Radisson goldpoints plus - Park Plaza London: BBC Investigation. Anyone Watching?




jbfield
Jul 30, 09, 4:40 pm
Anyone watching tonights undercover news item on Park Plaza London, underpayment of staff (contracted out to Hotelcare).
http://news.bbc.co.uk/1/hi/programmes/newsnight/8171318.stm

Might want to think about how clean those bathrooms are too! :eek:
The supervisors treated us like cattle. Often there were no cleaning products and we had to use whatever came to hand, like shampoos or shower gels for the guest rooms. We were often in tears when we were cleaning the rooms, but we had to grit our teeth. We had to work. We had families to support." Cleaning to present rather than cleaning for presentation and hygiene.


AZ Travels the World
Jul 30, 09, 4:58 pm
What is the relationship between Park Plaza and Hyatt?

jbfield
Jul 30, 09, 5:15 pm
Sorry, I put this in the wrong forum! :o
I'll get it moved.


peteropny
Jul 30, 09, 6:03 pm
Sorry, I put this in the wrong forum! :o
I'll get it moved.

And here it goes to the Radisson Forum :)

jbfield
Aug 2, 09, 1:56 pm
I guess nobody here saw it :(

craz
Aug 2, 09, 9:06 pm
amazing thats all I acn say

I dont think the Hotels were in on it, it seemed to me that since Hotelcare had bidded so low so to win the contract they needed to find a way to make some Money, and decided to skim the Money off the workers end as they probably would keep silent as they needed the work

So if a worker put in 44 hrs then the Hotel paid Hotelcare for 44 hrs , but Hotelcare didnt pass it all onto the workers

Now maybe what the Hotels are guilty of is they should know there isnt something for nothin. And if HC bidded so low taht wouldnt leave much if any profit for HC, so they should ahve watched things more closely

KVS
Aug 3, 09, 1:01 am
So if a worker put in 44 hrs then the Hotel paid Hotelcare for 44 hrs , but Hotelcare didnt pass it all onto the workersThe hotel paid the outsourcing company on a per-room-cleaned (or similar) basis (otherwise it could have just hired those employees itself on an hourly pay basis).

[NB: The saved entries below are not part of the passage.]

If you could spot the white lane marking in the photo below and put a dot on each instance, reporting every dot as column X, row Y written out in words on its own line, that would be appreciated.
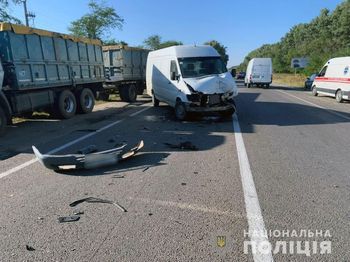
column 254, row 216
column 139, row 112
column 315, row 105
column 55, row 150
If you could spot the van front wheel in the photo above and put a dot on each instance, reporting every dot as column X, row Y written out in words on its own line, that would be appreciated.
column 155, row 101
column 3, row 121
column 339, row 96
column 180, row 111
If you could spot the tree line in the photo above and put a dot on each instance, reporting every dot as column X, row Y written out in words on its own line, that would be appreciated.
column 325, row 37
column 99, row 22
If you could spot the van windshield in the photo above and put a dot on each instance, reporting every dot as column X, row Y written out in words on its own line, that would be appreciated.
column 201, row 66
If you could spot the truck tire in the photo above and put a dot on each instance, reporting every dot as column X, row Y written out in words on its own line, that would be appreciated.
column 130, row 93
column 155, row 101
column 102, row 96
column 3, row 121
column 180, row 111
column 86, row 101
column 122, row 93
column 66, row 104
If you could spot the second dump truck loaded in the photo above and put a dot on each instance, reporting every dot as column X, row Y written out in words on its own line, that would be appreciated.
column 61, row 74
column 46, row 71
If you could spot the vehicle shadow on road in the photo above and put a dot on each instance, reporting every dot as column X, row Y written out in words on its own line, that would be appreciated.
column 39, row 129
column 252, row 112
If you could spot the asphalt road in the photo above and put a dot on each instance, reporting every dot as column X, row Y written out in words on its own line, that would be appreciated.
column 280, row 166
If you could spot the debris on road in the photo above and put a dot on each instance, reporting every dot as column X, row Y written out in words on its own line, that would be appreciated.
column 88, row 150
column 118, row 176
column 97, row 200
column 29, row 248
column 145, row 169
column 68, row 219
column 183, row 146
column 87, row 161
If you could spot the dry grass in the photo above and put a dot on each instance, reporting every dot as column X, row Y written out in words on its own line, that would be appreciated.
column 289, row 79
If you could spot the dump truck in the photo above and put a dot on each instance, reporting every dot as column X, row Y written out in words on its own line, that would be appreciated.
column 125, row 71
column 47, row 71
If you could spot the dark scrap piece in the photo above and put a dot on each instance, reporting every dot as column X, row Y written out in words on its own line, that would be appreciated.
column 29, row 248
column 97, row 200
column 68, row 219
column 87, row 161
column 183, row 146
column 88, row 150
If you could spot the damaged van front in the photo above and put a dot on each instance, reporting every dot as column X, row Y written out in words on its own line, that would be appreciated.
column 191, row 79
column 211, row 88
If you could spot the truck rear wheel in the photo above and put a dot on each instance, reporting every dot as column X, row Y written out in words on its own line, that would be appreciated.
column 155, row 101
column 3, row 121
column 66, row 104
column 180, row 111
column 86, row 101
column 130, row 93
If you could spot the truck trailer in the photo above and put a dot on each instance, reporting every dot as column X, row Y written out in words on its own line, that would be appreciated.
column 125, row 70
column 47, row 71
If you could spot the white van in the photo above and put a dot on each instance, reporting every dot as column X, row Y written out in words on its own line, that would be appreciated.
column 334, row 79
column 259, row 72
column 190, row 79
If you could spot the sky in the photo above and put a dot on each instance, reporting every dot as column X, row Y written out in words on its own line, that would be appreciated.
column 241, row 26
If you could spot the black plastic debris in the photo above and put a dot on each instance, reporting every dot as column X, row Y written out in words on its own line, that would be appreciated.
column 87, row 161
column 183, row 146
column 68, row 219
column 97, row 200
column 87, row 150
column 29, row 248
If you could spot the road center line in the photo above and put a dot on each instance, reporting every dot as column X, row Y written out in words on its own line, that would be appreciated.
column 55, row 150
column 315, row 105
column 254, row 216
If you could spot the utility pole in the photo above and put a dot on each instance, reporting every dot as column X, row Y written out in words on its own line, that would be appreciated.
column 25, row 11
column 27, row 14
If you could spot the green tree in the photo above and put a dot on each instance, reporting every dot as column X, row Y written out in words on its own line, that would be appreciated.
column 326, row 36
column 114, row 42
column 220, row 48
column 170, row 43
column 154, row 42
column 97, row 23
column 4, row 12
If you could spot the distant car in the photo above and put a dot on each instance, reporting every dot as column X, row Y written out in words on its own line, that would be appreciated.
column 309, row 81
column 240, row 75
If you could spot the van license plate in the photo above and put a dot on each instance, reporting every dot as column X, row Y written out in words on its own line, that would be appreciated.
column 214, row 99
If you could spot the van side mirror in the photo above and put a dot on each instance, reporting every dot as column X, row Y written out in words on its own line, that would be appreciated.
column 233, row 72
column 173, row 76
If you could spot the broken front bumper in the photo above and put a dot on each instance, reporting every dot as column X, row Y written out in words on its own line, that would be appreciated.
column 210, row 103
column 88, row 161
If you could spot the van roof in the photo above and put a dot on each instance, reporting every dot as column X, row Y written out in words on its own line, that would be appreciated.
column 340, row 60
column 186, row 51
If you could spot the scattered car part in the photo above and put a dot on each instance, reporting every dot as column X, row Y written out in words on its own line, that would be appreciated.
column 97, row 200
column 183, row 146
column 68, row 219
column 87, row 161
column 29, row 248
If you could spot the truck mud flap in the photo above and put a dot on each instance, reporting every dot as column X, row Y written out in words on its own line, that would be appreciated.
column 88, row 161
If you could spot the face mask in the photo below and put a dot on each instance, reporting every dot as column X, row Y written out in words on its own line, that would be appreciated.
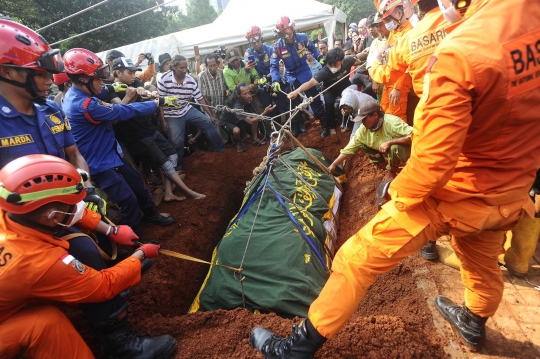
column 77, row 215
column 450, row 14
column 377, row 126
column 390, row 26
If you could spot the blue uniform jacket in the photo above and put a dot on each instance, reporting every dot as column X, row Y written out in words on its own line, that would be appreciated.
column 262, row 59
column 92, row 125
column 48, row 132
column 294, row 58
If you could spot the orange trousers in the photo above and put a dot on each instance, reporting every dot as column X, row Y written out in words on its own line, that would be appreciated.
column 478, row 233
column 400, row 110
column 41, row 332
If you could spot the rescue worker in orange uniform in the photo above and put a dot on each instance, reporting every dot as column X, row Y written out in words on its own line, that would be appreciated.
column 475, row 152
column 411, row 54
column 39, row 194
column 395, row 93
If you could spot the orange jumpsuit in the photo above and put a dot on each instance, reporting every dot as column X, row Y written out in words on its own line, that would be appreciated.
column 36, row 265
column 474, row 156
column 403, row 83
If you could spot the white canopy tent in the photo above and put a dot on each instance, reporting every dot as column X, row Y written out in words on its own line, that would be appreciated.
column 231, row 26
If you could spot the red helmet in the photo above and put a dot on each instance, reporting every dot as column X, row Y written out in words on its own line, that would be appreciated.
column 386, row 7
column 32, row 181
column 61, row 78
column 23, row 47
column 84, row 62
column 254, row 32
column 283, row 24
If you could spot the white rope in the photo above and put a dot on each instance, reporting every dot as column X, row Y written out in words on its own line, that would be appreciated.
column 112, row 23
column 72, row 15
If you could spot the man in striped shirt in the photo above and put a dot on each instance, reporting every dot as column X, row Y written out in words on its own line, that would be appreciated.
column 177, row 82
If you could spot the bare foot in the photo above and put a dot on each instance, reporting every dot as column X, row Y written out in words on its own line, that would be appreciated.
column 172, row 197
column 198, row 195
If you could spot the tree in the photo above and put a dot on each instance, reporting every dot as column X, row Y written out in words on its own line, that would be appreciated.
column 354, row 9
column 38, row 13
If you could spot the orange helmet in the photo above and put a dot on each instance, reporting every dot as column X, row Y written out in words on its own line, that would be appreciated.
column 283, row 24
column 23, row 47
column 84, row 62
column 386, row 7
column 32, row 181
column 254, row 32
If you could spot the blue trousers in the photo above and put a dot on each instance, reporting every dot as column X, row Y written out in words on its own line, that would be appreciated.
column 126, row 188
column 177, row 128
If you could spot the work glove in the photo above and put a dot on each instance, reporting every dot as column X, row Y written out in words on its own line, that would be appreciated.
column 110, row 90
column 122, row 235
column 381, row 195
column 276, row 86
column 149, row 250
column 169, row 101
column 94, row 202
column 119, row 87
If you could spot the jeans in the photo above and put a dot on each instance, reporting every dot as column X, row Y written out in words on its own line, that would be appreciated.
column 177, row 128
column 126, row 188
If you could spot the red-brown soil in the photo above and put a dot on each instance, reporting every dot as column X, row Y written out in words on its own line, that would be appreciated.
column 393, row 321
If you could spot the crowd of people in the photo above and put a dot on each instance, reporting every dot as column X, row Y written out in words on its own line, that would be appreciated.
column 422, row 96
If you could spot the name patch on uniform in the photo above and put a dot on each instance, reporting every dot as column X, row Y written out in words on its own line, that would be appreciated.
column 523, row 61
column 54, row 119
column 16, row 140
column 426, row 43
column 105, row 104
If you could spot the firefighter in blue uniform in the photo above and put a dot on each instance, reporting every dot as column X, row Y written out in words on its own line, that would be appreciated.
column 33, row 125
column 91, row 120
column 292, row 48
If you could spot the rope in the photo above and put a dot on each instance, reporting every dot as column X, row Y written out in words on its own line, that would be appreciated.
column 72, row 15
column 179, row 255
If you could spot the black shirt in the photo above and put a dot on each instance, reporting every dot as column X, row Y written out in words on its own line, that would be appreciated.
column 135, row 128
column 328, row 78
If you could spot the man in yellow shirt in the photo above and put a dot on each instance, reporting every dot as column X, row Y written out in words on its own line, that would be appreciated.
column 380, row 134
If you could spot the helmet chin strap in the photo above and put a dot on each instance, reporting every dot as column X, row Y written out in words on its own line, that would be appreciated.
column 89, row 85
column 30, row 86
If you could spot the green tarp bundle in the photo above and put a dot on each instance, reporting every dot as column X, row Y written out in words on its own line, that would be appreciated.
column 282, row 272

In turn, the outsourcing company paid its employees on a conventional (hourly) basis.

What [apparently] went wrong is that the outsourcing company decided to pro-rate the hourly pay on a productivity basis. However, this is not allowed under the UK employment laws.

What is allowed, is for the outsourcing company to set [reasonable] productivity requirements (e.g. that a worker must clean a minimum of 20 rooms per day, otherwise they will be terminated). However, they cannot say something like 'if you work 40 hours, but clean 10 rooms/day, then you will be paid for 20 hours' (which is what had [allegedly] happened), because that is, effectively, a way of avoiding paying the minimum hourly wage.